Resumen del libro:
Una historia de amor, mar y guerra
«Su estilo elegante se combina con un gran manejo de la lengua española. Pérez-Reverte es un maestro.»
La Stampa
«Nada traiciona, tanto tiempo después, la mujer que desde hace dos años vive sola junto al mar con un perro y unos libros. Qué otra cosa, decide, sería el impulso, o el deseo, de permanecer abrazada a ese hombre para siempre. Ignora qué habrá en su cabeza dentro de un par de horas, cuando la claridad del día la despeje del todo e ilumine con más crudeza su conciencia. Lo cierto es que en este momento, sin duda alguna, desearía morir si él muriera.»
En los años 1942 y 1943, durante la Segunda Guerra Mundial, buzos de combate italianos hundieron o dañaron catorce barcos aliados en Gibraltar y la bahía de Algeciras. En esta novela, inspirada en hechos reales, sólo algunos personajes y situaciones son imaginarios. Elena Arbués, una librera de veintisiete años, encuentra una madrugada mientras pasea por la playa a uno de esos buzos, desvanecido entre la arena y el agua. Al socorrerlo, la joven ignora que esa determinación cambiará su vida y que el amor será sólo parte de una peligrosa aventura.
Entre 1942 y 1943, durante la Segunda Guerra Mundial, buzos de combate italianos hundieron o dañaron catorce barcos aliados en Gibraltar y la bahía de Algeciras. Esta novela está inspirada en esos hechos reales. Sólo los personajes y algunas situaciones son imaginarios.

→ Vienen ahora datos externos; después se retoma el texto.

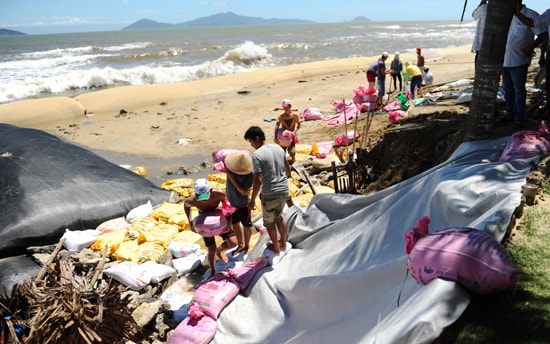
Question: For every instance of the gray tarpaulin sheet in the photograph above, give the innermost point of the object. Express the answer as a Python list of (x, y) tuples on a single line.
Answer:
[(346, 280)]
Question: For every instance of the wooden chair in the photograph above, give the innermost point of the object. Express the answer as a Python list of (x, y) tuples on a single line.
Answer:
[(346, 178)]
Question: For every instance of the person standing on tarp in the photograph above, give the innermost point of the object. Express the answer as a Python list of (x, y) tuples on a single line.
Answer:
[(270, 169), (237, 190)]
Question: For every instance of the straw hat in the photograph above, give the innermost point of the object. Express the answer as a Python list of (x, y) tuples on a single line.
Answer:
[(238, 163)]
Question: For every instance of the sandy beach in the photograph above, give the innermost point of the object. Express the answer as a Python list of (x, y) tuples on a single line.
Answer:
[(206, 115)]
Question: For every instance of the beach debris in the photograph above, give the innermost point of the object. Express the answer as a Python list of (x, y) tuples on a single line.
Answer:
[(64, 305)]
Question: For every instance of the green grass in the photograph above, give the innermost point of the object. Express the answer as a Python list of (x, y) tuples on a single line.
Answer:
[(521, 314)]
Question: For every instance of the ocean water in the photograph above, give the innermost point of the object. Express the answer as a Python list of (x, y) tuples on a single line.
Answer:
[(35, 66)]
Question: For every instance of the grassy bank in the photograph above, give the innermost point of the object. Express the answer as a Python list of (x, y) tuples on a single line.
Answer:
[(521, 314)]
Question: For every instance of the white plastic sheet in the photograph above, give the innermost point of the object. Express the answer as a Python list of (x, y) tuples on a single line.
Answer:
[(346, 280)]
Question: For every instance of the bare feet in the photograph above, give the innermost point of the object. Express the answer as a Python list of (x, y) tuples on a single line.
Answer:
[(241, 248), (271, 247), (221, 256)]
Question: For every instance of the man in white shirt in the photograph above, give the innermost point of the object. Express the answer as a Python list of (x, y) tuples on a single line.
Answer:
[(542, 22), (516, 63)]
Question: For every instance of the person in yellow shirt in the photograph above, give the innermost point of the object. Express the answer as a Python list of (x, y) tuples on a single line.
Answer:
[(414, 75)]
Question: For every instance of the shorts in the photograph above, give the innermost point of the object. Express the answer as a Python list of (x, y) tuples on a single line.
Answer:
[(371, 76), (272, 208), (209, 241), (241, 215)]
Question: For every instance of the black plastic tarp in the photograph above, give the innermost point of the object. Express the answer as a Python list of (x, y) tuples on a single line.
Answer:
[(48, 185)]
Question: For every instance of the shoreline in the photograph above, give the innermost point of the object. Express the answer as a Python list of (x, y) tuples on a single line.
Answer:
[(148, 120)]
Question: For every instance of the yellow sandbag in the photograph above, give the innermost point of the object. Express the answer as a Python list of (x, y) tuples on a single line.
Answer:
[(166, 210), (183, 186), (132, 251), (140, 226), (161, 234), (179, 182), (109, 239)]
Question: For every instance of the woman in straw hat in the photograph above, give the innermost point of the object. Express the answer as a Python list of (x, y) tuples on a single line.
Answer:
[(239, 181)]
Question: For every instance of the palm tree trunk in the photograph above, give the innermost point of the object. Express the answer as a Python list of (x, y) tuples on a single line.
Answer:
[(488, 68)]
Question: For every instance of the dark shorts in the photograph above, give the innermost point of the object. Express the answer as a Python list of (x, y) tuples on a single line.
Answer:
[(371, 76), (242, 215), (209, 241), (272, 208)]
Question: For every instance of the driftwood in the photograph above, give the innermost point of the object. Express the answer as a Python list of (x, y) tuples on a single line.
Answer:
[(68, 306)]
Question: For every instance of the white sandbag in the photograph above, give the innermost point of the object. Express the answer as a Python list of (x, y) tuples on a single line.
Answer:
[(139, 212), (130, 274), (158, 272), (189, 263)]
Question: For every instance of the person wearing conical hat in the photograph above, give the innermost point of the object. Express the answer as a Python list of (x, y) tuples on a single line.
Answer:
[(207, 201), (239, 182)]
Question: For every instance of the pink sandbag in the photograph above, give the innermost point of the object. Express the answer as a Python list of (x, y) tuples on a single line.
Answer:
[(285, 137), (465, 255), (194, 331), (219, 158), (346, 138), (395, 105), (212, 296), (211, 223), (312, 114), (395, 116), (527, 144), (245, 274)]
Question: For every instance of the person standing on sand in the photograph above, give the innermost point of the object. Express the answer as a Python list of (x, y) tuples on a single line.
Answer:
[(207, 201), (239, 181), (516, 64), (479, 15), (419, 59), (377, 70), (427, 77), (396, 68), (543, 23), (413, 73), (289, 122), (270, 169)]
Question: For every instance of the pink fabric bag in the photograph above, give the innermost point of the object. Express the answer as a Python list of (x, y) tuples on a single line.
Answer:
[(212, 296), (465, 255), (349, 137), (211, 224), (312, 114), (199, 330), (527, 144)]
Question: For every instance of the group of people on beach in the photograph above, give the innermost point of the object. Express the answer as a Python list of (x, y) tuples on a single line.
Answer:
[(266, 173), (415, 76), (520, 46)]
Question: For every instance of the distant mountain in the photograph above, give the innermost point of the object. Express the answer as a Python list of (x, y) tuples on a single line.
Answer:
[(361, 20), (220, 19), (7, 32)]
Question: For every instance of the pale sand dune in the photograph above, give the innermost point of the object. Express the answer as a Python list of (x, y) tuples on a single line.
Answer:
[(212, 113)]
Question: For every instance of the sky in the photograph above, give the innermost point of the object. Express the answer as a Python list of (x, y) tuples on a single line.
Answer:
[(59, 16)]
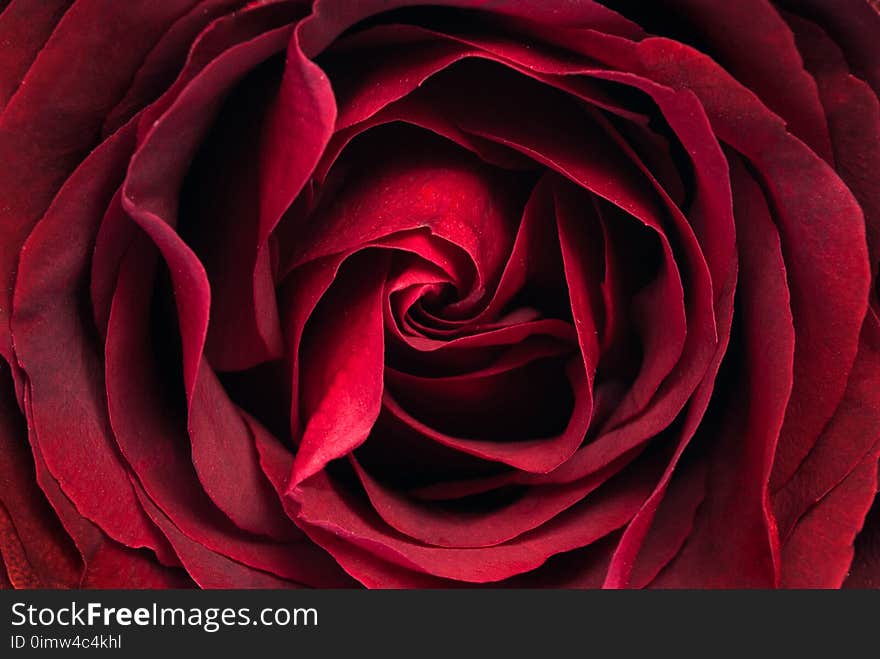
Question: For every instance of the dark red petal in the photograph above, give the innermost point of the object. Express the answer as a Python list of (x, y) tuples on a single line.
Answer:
[(851, 23), (29, 520), (822, 231), (55, 348), (80, 73), (24, 28), (326, 506), (152, 436), (439, 527), (845, 441), (853, 114), (819, 552), (342, 359), (865, 568), (328, 19), (734, 541), (209, 569)]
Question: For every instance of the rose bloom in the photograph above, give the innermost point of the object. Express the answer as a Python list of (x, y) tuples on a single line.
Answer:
[(518, 293)]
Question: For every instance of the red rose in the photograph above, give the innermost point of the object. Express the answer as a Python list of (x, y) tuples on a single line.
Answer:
[(518, 293)]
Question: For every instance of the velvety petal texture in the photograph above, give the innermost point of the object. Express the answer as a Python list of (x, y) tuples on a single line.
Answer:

El perro lo descubrió primero. Corrió hacia la orilla y se quedó olfateando y moviendo el rabo mientras gruñía con suavidad junto al bulto negro, inmóvil entre la arena y el agua color de nácar que reflejaba la primera claridad del día. El sol no sobrepasaba aún la sombra oscura del Peñón, proyectándola en la superficie de la bahía silenciosa y quieta como un espejo, salpicada por los barcos fondeados que apuntaban sus proas hacia el sur. El cielo era azul pálido, sin una nube, sólo marcado por la columna de humo que ascendía cerca de la embocadura del puerto; allí donde un barco, alcanzado durante la noche por un submarino o un ataque aéreo, había estado ardiendo toda la madrugada.

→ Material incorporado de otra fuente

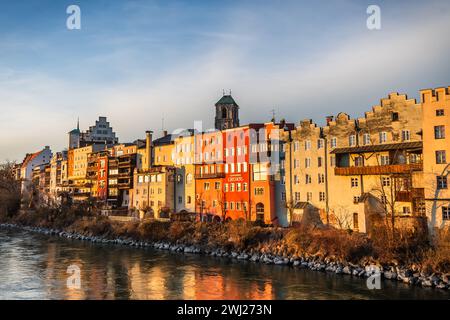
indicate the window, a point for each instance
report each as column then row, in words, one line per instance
column 307, row 162
column 394, row 116
column 440, row 157
column 260, row 212
column 259, row 191
column 332, row 161
column 445, row 213
column 307, row 179
column 406, row 135
column 307, row 145
column 333, row 142
column 321, row 178
column 366, row 139
column 439, row 132
column 359, row 161
column 384, row 160
column 320, row 144
column 441, row 182
column 352, row 140
column 321, row 196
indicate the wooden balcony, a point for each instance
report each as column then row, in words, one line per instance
column 217, row 175
column 378, row 170
column 408, row 196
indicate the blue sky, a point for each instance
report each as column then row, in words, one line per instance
column 138, row 61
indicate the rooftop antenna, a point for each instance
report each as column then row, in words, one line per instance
column 273, row 114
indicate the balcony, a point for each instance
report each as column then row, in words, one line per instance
column 378, row 170
column 217, row 175
column 408, row 196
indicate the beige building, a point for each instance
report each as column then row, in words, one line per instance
column 58, row 175
column 353, row 168
column 436, row 148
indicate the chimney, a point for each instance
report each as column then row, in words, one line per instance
column 148, row 149
column 329, row 119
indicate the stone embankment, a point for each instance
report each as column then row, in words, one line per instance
column 394, row 273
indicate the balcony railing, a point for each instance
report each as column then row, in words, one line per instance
column 407, row 196
column 378, row 170
column 210, row 175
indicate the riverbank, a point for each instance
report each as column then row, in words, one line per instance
column 332, row 251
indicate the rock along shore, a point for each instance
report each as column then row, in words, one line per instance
column 394, row 273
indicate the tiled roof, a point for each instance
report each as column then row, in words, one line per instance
column 226, row 99
column 29, row 158
column 380, row 147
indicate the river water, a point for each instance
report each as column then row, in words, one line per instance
column 34, row 266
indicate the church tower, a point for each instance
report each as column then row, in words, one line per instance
column 227, row 113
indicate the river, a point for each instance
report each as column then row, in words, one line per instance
column 35, row 266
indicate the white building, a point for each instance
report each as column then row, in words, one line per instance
column 31, row 161
column 100, row 133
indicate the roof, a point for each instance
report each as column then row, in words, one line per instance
column 226, row 99
column 380, row 147
column 163, row 140
column 301, row 205
column 29, row 158
column 75, row 131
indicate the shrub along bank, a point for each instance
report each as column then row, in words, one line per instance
column 407, row 258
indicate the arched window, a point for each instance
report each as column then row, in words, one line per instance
column 224, row 113
column 260, row 211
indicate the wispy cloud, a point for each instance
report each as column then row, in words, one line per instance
column 302, row 61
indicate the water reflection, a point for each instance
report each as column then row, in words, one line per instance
column 35, row 267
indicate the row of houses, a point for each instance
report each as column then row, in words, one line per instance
column 392, row 162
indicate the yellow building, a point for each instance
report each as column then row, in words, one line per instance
column 436, row 147
column 183, row 156
column 353, row 168
column 77, row 162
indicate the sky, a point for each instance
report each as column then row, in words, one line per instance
column 138, row 62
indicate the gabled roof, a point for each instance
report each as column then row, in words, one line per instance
column 29, row 158
column 163, row 140
column 226, row 99
column 380, row 147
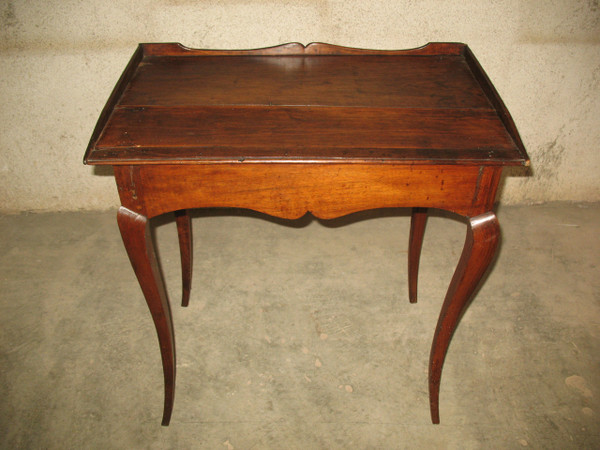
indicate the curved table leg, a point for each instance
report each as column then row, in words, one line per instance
column 184, row 231
column 480, row 246
column 140, row 248
column 417, row 230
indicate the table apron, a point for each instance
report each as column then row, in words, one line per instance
column 290, row 190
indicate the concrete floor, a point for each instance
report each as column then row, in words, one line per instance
column 300, row 335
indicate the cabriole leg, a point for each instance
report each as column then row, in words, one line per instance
column 480, row 247
column 417, row 230
column 184, row 231
column 140, row 248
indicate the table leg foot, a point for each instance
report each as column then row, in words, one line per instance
column 417, row 230
column 140, row 248
column 480, row 247
column 184, row 231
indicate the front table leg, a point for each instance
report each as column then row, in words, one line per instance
column 140, row 248
column 480, row 246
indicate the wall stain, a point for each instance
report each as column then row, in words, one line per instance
column 9, row 17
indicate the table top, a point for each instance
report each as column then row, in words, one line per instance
column 295, row 103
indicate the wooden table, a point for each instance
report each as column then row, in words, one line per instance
column 294, row 129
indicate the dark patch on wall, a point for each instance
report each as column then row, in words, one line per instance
column 9, row 17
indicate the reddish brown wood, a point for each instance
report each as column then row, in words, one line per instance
column 417, row 230
column 296, row 48
column 291, row 190
column 293, row 129
column 483, row 233
column 140, row 248
column 184, row 231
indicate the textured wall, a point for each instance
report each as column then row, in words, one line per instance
column 59, row 60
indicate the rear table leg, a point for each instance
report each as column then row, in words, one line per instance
column 417, row 230
column 184, row 231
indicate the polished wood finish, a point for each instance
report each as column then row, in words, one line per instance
column 483, row 233
column 294, row 129
column 140, row 248
column 184, row 232
column 418, row 220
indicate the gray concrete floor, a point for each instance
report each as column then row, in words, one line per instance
column 299, row 335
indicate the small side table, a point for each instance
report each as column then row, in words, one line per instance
column 294, row 129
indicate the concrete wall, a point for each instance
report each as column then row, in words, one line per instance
column 59, row 60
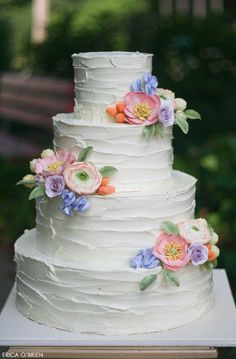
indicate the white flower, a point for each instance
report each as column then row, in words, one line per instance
column 32, row 165
column 31, row 179
column 214, row 238
column 47, row 153
column 180, row 104
column 195, row 231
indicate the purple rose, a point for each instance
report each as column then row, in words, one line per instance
column 68, row 197
column 151, row 84
column 67, row 209
column 137, row 86
column 81, row 204
column 54, row 185
column 166, row 114
column 198, row 253
column 144, row 259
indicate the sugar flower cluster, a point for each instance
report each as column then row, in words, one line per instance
column 153, row 107
column 178, row 245
column 60, row 174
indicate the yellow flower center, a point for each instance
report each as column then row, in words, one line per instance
column 54, row 166
column 142, row 111
column 173, row 251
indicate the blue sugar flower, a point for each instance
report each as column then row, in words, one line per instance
column 144, row 259
column 137, row 86
column 67, row 210
column 151, row 84
column 68, row 197
column 81, row 204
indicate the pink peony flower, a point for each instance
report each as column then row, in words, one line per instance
column 141, row 108
column 172, row 250
column 53, row 165
column 195, row 231
column 82, row 177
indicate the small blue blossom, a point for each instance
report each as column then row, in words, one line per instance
column 81, row 204
column 137, row 86
column 148, row 84
column 68, row 197
column 144, row 259
column 67, row 210
column 151, row 84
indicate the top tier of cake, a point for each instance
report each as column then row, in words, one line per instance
column 102, row 78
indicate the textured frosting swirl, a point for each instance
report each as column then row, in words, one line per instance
column 141, row 165
column 93, row 300
column 102, row 78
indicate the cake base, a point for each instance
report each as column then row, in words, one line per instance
column 85, row 300
column 216, row 328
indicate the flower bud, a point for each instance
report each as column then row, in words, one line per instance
column 214, row 238
column 180, row 104
column 47, row 153
column 29, row 178
column 32, row 165
column 215, row 250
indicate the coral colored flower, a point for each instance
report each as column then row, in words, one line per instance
column 213, row 252
column 54, row 185
column 195, row 231
column 82, row 177
column 141, row 108
column 106, row 190
column 172, row 250
column 53, row 165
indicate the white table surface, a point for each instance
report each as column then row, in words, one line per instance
column 217, row 328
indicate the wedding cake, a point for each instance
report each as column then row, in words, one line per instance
column 116, row 249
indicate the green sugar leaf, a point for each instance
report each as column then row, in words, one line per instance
column 149, row 131
column 194, row 115
column 159, row 129
column 107, row 171
column 84, row 153
column 37, row 192
column 169, row 227
column 171, row 278
column 182, row 123
column 147, row 281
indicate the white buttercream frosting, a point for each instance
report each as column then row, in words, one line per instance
column 115, row 227
column 74, row 273
column 103, row 78
column 141, row 164
column 93, row 300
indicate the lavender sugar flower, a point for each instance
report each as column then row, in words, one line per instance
column 151, row 84
column 198, row 253
column 166, row 114
column 54, row 185
column 144, row 259
column 71, row 202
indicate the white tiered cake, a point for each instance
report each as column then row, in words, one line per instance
column 74, row 272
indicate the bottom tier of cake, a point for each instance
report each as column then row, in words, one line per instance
column 85, row 300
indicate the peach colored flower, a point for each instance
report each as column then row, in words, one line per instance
column 53, row 165
column 172, row 250
column 82, row 177
column 141, row 108
column 195, row 231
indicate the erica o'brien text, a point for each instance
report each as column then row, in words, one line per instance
column 10, row 354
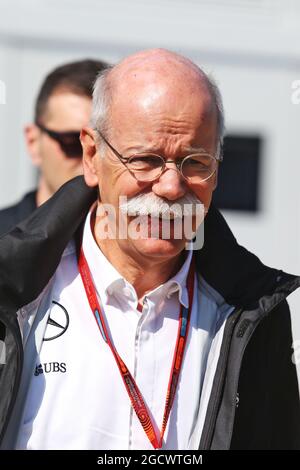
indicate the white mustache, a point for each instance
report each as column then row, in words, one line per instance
column 155, row 206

—¡Argos!… ¡Ven aquí, Argos!
Era un hombre. Lo comprobó mientras se acercaba, con el perro correteando ahora entre ella y el bulto inmóvil, como si la invitase gozoso a compartir el hallazgo. Un hombre vestido de caucho negro mojado y reluciente. Estaba tumbado de bruces en la orilla, el rostro y el torso en la arena y las piernas todavía en el agua, cual si se hubiera arrastrado hasta allí o lo hubiera depositado la marea. En la cintura llevaba sujeto con correas un cuchillo, en la muñeca izquierda, dos extraños y grandes relojes, y en la derecha un tercero. Las agujas de uno de ellos marcaban las 7 y 43.

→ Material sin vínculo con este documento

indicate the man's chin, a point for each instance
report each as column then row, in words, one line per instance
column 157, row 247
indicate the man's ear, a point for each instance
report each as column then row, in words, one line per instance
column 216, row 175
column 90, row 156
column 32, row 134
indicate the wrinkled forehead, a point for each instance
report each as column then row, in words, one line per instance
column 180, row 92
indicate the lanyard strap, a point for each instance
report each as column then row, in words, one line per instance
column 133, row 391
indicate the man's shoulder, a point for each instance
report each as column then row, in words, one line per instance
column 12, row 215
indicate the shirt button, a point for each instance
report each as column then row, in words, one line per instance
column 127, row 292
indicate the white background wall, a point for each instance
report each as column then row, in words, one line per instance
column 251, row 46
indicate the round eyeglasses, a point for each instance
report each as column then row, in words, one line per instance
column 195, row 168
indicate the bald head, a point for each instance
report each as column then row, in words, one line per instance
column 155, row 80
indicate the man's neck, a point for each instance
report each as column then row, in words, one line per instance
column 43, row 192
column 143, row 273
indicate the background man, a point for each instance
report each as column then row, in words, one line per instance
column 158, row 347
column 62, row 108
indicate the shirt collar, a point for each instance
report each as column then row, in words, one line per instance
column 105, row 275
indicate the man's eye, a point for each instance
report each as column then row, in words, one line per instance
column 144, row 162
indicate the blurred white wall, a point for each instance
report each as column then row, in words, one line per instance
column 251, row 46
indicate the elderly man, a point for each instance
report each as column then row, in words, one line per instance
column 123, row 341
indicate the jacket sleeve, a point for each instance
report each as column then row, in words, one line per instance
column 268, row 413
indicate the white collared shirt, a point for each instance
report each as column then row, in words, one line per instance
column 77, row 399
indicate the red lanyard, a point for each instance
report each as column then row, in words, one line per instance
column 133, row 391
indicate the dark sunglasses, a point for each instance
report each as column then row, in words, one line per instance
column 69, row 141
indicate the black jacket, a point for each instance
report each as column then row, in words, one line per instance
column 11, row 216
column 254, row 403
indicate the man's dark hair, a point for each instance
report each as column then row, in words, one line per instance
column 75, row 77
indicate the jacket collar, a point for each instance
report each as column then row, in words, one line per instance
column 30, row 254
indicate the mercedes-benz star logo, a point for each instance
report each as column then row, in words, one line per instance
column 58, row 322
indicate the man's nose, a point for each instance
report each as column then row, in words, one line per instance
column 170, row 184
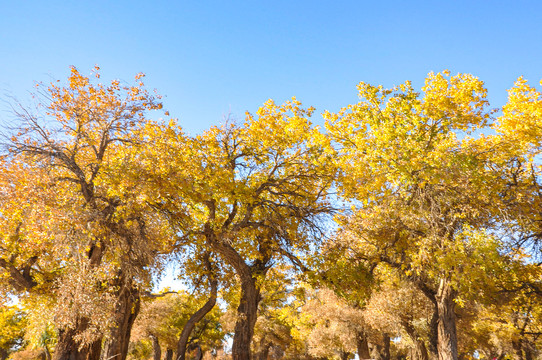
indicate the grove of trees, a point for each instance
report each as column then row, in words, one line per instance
column 409, row 226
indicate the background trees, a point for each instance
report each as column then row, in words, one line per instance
column 437, row 257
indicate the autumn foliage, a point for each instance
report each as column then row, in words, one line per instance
column 406, row 227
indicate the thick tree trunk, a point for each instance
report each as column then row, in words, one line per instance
column 126, row 311
column 157, row 350
column 362, row 345
column 250, row 293
column 386, row 340
column 246, row 319
column 68, row 349
column 447, row 336
column 194, row 319
column 420, row 351
column 433, row 332
column 3, row 354
column 264, row 351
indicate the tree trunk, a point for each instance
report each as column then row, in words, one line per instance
column 362, row 345
column 194, row 319
column 3, row 354
column 157, row 351
column 420, row 351
column 68, row 349
column 264, row 351
column 126, row 311
column 250, row 294
column 246, row 319
column 386, row 340
column 447, row 336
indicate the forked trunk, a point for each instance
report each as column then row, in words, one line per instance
column 447, row 336
column 362, row 345
column 419, row 350
column 246, row 319
column 194, row 319
column 68, row 349
column 157, row 350
column 126, row 311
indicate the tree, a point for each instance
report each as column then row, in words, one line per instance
column 420, row 189
column 250, row 193
column 12, row 325
column 79, row 142
column 164, row 318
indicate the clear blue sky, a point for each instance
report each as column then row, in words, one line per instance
column 211, row 58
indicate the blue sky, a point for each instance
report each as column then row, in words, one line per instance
column 213, row 58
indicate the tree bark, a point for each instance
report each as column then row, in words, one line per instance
column 447, row 336
column 264, row 351
column 126, row 311
column 157, row 351
column 68, row 349
column 386, row 340
column 420, row 351
column 362, row 345
column 250, row 293
column 194, row 319
column 246, row 319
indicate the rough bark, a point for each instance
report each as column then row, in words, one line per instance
column 419, row 351
column 250, row 293
column 195, row 318
column 68, row 349
column 447, row 336
column 157, row 350
column 386, row 340
column 362, row 345
column 264, row 351
column 246, row 319
column 126, row 311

Se arrodilló a su lado en la arena húmeda, y le tocó la cabeza: tenía el pelo negro y lo llevaba muy corto. Del pecho pendían una máscara de goma y un extraño aparato con dos cilindros metálicos. Sangraba por la nariz y los oídos y seguramente estaba muerto. Ella recordó las explosiones nocturnas, los focos de la defensa antiaérea que habían iluminado el cielo y el barco incendiado, y por un instante pensó que podía tratarse de un marinero. Pero en seguida comprendió que ese hombre no venía de una de las naves ancladas en la bahía, sino del mar mismo. O del cielo. Era un aviador, o un submarinista. Tal vez uno de los alemanes o italianos que atacaban Gibraltar desde hacía dos años. Y la línea de demarcación entre España y la colonia británica se hallaba a sólo tres kilómetros de allí, siguiendo la playa hacia levante.
Iba a levantarse para avisar a la Guardia Civil —había un puesto cercano tierra adentro, en la zona militar de Campamento— cuando creyó oírlo respirar. De modo que se inclinó de nuevo hacia él, acercándole dos dedos a la boca y el cuello, y entonces sintió un leve aliento y el latido muy débil del pulso en la arteria. Miró alrededor, confusa, en demanda de ayuda. La playa estaba desierta: a un lado la curva de arena que llevaba hasta la población de La Línea y la frontera, y al otro las casitas lejanas y sueltas de los pescadores de Puente Mayorga, que a esas horas faenaban en la bahía. No había nadie a la vista. El edificio más próximo era su propia casa, situada a un centenar de pasos de la orilla: una pequeña vivienda de una planta rodeada de palmeras y buganvillas.
Decidió llevar al hombre allí para socorrerlo antes de avisar a las autoridades. Y esa determinación cambió su vida.